Research note Local ICML 2026 source May 4, 2026

MAS-Architect: Designing Agents That Redesign Themselves

MAS-Architect: Declarative Multi-Agent System Design via Separation of Concerns

Jing Huang, Lidong Zhang, Mutian Bao, Yadong Li, Xingzhong Xu, Jinjian Zhang, Jie Liu, Ming Kong, Qiang Zhu

MAS-Architect reframes Auto-MAS as architectural generation rather than template selection. Its key move is a code-based declarative MAS paradigm: topology planning says what the collaboration graph is, node implementation says how each agent executes, and a shared State Schema keeps the two layers coupled only through typed state. With Distill-then-Explore training, the Meta-Agent learns to synthesize query-specific multi-agent systems from scratch, reaching 78.7% average accuracy while establishing a stronger efficiency-performance frontier.

Comparison of graph-based, imperative code-based, and declarative MAS representations — Representation comparison: declarative MAS keeps graph clarity while recovering code-level expressiveness through separated layers.

In Brief 简要结论

1
The paper's central design choice is Separation of Concerns: topology, node behavior, and runtime state are made explicit instead of being entangled in one imperative code stream.
2
MAS-Architect generates task-adaptive MAS from scratch, deciding node count, connections, conditional routing, roles, tools, and reasoning patterns at query level.
3
Distill-then-Explore gives the Meta-Agent a warm start from validated teacher architectures, then lets RL discover architectures beyond imitation.
4
The strongest Lifelong Agents signal is emergent organization: parallel search streams, recursive audit loops, and role-specialized agents appear without fixed templates.

Problem 问题

Existing Auto-MAS methods live between two unsatisfying extremes.

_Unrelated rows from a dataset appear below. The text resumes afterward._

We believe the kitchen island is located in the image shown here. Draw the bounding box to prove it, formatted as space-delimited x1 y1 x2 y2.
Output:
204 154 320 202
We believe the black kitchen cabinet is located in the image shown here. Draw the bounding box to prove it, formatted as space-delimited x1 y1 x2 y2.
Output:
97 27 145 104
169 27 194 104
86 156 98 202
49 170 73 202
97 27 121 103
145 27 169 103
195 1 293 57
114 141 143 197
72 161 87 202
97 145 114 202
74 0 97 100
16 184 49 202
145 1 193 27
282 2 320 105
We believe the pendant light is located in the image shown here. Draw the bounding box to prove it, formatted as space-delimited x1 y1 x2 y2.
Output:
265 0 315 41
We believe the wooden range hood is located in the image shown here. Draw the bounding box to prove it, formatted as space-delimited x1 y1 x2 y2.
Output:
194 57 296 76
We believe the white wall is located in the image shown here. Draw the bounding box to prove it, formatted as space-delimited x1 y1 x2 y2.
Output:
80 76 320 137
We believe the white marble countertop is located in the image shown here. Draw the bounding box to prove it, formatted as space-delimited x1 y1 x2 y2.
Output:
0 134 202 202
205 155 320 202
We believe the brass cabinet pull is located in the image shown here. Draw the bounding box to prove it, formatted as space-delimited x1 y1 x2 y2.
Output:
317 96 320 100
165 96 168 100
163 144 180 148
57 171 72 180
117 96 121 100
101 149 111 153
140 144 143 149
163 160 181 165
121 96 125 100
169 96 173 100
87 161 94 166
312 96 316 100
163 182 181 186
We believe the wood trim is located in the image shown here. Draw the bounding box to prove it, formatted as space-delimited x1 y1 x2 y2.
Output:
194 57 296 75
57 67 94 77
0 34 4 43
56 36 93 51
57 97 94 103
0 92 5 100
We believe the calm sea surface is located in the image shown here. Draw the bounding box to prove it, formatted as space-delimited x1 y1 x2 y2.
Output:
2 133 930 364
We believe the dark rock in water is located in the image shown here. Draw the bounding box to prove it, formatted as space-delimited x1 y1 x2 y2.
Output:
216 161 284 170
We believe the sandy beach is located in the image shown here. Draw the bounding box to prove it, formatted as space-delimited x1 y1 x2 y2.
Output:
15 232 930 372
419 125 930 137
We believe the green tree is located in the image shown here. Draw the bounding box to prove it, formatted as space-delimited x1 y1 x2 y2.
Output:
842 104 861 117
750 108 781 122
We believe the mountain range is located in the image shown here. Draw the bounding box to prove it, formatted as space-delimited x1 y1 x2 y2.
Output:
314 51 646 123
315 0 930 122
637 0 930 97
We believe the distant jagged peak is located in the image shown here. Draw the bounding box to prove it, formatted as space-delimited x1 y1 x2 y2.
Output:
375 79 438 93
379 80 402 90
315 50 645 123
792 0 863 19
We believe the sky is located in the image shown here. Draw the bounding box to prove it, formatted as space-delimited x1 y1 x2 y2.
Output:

Graph-based methods are readable and verifiable, but are often stuck in DAGs, predefined roles, operator pools, and static routing. Imperative MAS-as-code methods are expressive, but topology, control flow, prompts, tools, and state passing become tangled inside procedural code. The paper argues that this coupling makes architectures hard to search, inspect, optimize, and adapt per query.

MAS-Architect framework with Distill-then-Explore training and query-specific generation — Framework view: a Meta-Agent plans topology and implements nodes, trained first by distilled validated architectures and then by RL exploration.

Declarative MAS 声明式 MAS

MAS-Architect introduces a declarative representation with two layers. The Topology Layer declares the graph, dynamic branches, loops, and routing rules - what the architecture is. The Implementation Layer realizes each node - how an agent reasons, acts, calls tools, and updates state. A standardized State Schema becomes the interface between them, carrying task context, intermediate results, and trajectories without hiding topology inside execution code.

Efficiency analysis on GSM8K comparing accuracy and token cost — Efficiency plot: MAS-Architect reaches the strongest GSM8K accuracy while sitting at the low-token end of the frontier.

Training 训练

The training pipeline first distills architectural patterns from a large teacher model. Candidate MAS specifications are compiled and executed, and only successful, correct architectures survive execution-based rejection sampling for SFT. The second stage uses RL with verified rewards: invalid or shortcut-like architectures get zero reward, valid but incorrect attempts receive a small base reward, and correct valid executions receive full reward. This makes exploration target architecture quality rather than surface-form imitation.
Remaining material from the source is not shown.